The importance that all these Indian metaphysical and ascetic techniques and contemplating methods that constitute yoga accord to ‘knowledge’ is easily explained if we take into consideration the causes of human sufferings. The wretchedness of human life is not owing to a divine punishment or to any specific sin, but due to ignorance. It however does not include every and all kinds of ignorance but only the ignorance of true nature of spirit, the ignorance that makes us attribute ‘qualities’ and predicates to the eternal and autonomous principle. Hence naturally it should be the metaphysical knowledge for leading us to the threshold of illumination, that is to the true ‘self. And it is this knowledge of one’s self, in its ascetic and spiritual sense, that is being pursued by a majority of Indian speculative schools; the school of yoga being one of the most effective among them.
For yoga the problem is clearly defined. Since sufferings have their origin in ignorance of spirit (on confusing spirit with psychomental state), emancipation can be obtained only if this confusion is abolished. For that yoga (a state of asceticism) and techniques of meditation are indispensable to obtain liberation. In yoga philosophy it is pointed out that human sufferings are rooted in illusion, for man believes that his psychomental life — activity of the senses, feelings, thoughts and volitions — is identical with spirit, with the self.

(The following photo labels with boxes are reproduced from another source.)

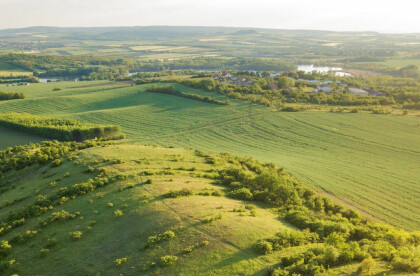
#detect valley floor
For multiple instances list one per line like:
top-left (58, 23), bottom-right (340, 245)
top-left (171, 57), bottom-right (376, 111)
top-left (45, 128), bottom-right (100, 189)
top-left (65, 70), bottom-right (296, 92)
top-left (0, 82), bottom-right (420, 230)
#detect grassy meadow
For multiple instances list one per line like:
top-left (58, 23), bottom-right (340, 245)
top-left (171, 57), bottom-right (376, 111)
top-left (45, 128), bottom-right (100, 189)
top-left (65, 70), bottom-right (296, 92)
top-left (0, 145), bottom-right (298, 275)
top-left (0, 82), bottom-right (420, 230)
top-left (0, 144), bottom-right (414, 275)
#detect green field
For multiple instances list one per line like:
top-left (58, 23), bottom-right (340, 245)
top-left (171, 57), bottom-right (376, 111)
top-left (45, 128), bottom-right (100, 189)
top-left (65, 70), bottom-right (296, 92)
top-left (378, 58), bottom-right (420, 69)
top-left (0, 127), bottom-right (48, 150)
top-left (0, 82), bottom-right (420, 230)
top-left (0, 144), bottom-right (410, 275)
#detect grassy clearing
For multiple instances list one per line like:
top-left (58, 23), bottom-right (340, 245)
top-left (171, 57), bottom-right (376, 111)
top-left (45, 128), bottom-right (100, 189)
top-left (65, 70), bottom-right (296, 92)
top-left (0, 63), bottom-right (32, 77)
top-left (0, 82), bottom-right (420, 230)
top-left (0, 145), bottom-right (296, 275)
top-left (0, 127), bottom-right (48, 150)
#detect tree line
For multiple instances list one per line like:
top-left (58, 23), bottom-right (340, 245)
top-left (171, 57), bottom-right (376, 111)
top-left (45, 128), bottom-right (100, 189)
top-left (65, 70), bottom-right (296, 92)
top-left (0, 91), bottom-right (26, 101)
top-left (146, 85), bottom-right (229, 105)
top-left (0, 112), bottom-right (125, 141)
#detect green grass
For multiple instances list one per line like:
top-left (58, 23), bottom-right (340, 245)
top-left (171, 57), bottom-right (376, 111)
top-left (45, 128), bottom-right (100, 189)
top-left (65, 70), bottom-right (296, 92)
top-left (0, 127), bottom-right (48, 150)
top-left (381, 58), bottom-right (420, 69)
top-left (0, 145), bottom-right (303, 275)
top-left (0, 63), bottom-right (32, 77)
top-left (0, 82), bottom-right (420, 230)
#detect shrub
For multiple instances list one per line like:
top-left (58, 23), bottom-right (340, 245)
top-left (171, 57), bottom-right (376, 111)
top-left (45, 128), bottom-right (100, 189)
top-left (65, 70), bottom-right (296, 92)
top-left (70, 231), bottom-right (83, 240)
top-left (39, 248), bottom-right (50, 257)
top-left (391, 246), bottom-right (420, 273)
top-left (45, 238), bottom-right (57, 248)
top-left (50, 210), bottom-right (76, 222)
top-left (0, 241), bottom-right (12, 259)
top-left (202, 214), bottom-right (223, 223)
top-left (228, 188), bottom-right (253, 200)
top-left (159, 255), bottom-right (178, 266)
top-left (114, 210), bottom-right (123, 218)
top-left (324, 246), bottom-right (340, 265)
top-left (357, 257), bottom-right (376, 275)
top-left (10, 230), bottom-right (38, 243)
top-left (143, 230), bottom-right (176, 249)
top-left (0, 112), bottom-right (124, 141)
top-left (165, 189), bottom-right (194, 198)
top-left (51, 159), bottom-right (63, 167)
top-left (114, 257), bottom-right (128, 266)
top-left (255, 241), bottom-right (273, 255)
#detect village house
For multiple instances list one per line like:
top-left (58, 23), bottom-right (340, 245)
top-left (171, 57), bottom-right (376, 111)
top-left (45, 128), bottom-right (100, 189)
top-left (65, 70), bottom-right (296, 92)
top-left (269, 82), bottom-right (279, 90)
top-left (312, 84), bottom-right (332, 93)
top-left (349, 87), bottom-right (369, 96)
top-left (221, 72), bottom-right (233, 79)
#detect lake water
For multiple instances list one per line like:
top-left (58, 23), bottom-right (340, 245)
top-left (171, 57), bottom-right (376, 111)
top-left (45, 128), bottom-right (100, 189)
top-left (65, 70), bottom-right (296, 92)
top-left (298, 64), bottom-right (351, 77)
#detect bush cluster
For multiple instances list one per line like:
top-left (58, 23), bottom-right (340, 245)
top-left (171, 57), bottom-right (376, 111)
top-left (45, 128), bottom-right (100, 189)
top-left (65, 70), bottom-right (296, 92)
top-left (147, 85), bottom-right (229, 105)
top-left (159, 255), bottom-right (178, 266)
top-left (165, 189), bottom-right (194, 198)
top-left (0, 91), bottom-right (26, 101)
top-left (0, 112), bottom-right (124, 141)
top-left (142, 230), bottom-right (175, 249)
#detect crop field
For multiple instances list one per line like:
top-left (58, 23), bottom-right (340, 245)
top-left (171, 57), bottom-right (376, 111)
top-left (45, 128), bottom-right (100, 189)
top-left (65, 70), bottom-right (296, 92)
top-left (0, 145), bottom-right (296, 275)
top-left (0, 63), bottom-right (32, 77)
top-left (0, 82), bottom-right (420, 230)
top-left (0, 127), bottom-right (48, 150)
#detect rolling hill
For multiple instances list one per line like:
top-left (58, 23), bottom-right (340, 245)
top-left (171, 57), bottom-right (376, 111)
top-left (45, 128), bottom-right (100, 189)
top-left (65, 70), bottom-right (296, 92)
top-left (0, 82), bottom-right (420, 233)
top-left (0, 141), bottom-right (418, 275)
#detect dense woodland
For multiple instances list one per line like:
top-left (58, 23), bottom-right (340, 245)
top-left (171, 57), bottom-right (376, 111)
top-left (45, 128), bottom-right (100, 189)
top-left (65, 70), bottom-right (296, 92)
top-left (0, 113), bottom-right (124, 141)
top-left (0, 91), bottom-right (26, 101)
top-left (146, 85), bottom-right (229, 105)
top-left (198, 152), bottom-right (420, 275)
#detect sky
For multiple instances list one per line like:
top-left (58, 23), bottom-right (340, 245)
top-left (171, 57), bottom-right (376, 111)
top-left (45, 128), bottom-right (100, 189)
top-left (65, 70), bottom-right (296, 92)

In such a way he mixes two autonomous but opposite realities, between which there is no real connection but only an illusory relation. Psychomental experience does not belong to spirit, it belongs to. nature whereas states of consciousness are refined products of the same substance, that is at the base of the physical world and world of life. Between psychic states and inanimate objects or living beings there are only differences of degree. But between psychic states and spirit there is a difference of an ontological order; they belong to two different modes of being. ‘Liberation’ occurs when one has understood this truth, and when the spirit regains its original freedom.